When defining the properties of isotopes we invariably say that the isotopes of an element have the same chemical properties, because they have the same electron shell, but different physical properties, because they have different masses. However, if the behavior of isotopes of any chemical element is scrutinized very closely, small differences are noticeable: in the course of a chemical reaction as in the course of a physical process, isotope ratios vary and isotopic fractionation occurs. Such fractionation is very small, a few tenths or hundredths of 1%, and is only well marked for the light elements, let us say those whose atomic mass is less than 40. However, thanks to the extreme precision of modern measurement techniques, values can be measured for almost all of the chemical elements, even if they are extremely small for the heavy ones.

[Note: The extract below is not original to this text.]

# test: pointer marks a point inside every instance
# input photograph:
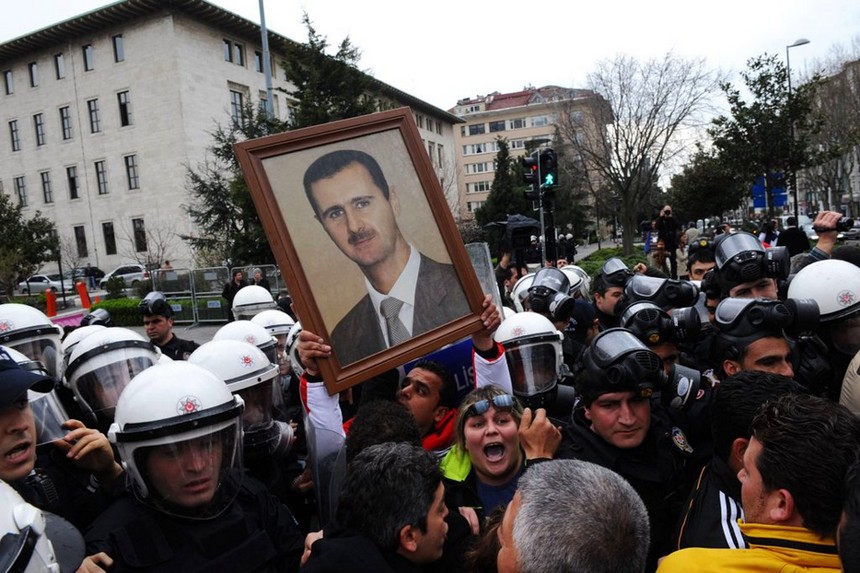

When we spoke of isotope geochemistry in the first part of this book, we voluntarily omitted such phenomena and concentrated on isotope variations related to radioactivity, which are preponderant. We now need to look into the subtle physical and chemical fractionation of stable isotopes, the use of which is extremely important in the earth sciences.
Identifying natural isotopic fractionation of light elements
The systematic study of the isotopic composition of light elements in the various naturally occurring compounds brings out variations which seem to comply with a purely naturalistic logic. These variations in isotope composition are extremely slight, and are generally expressed in a specific unit, the δ unit.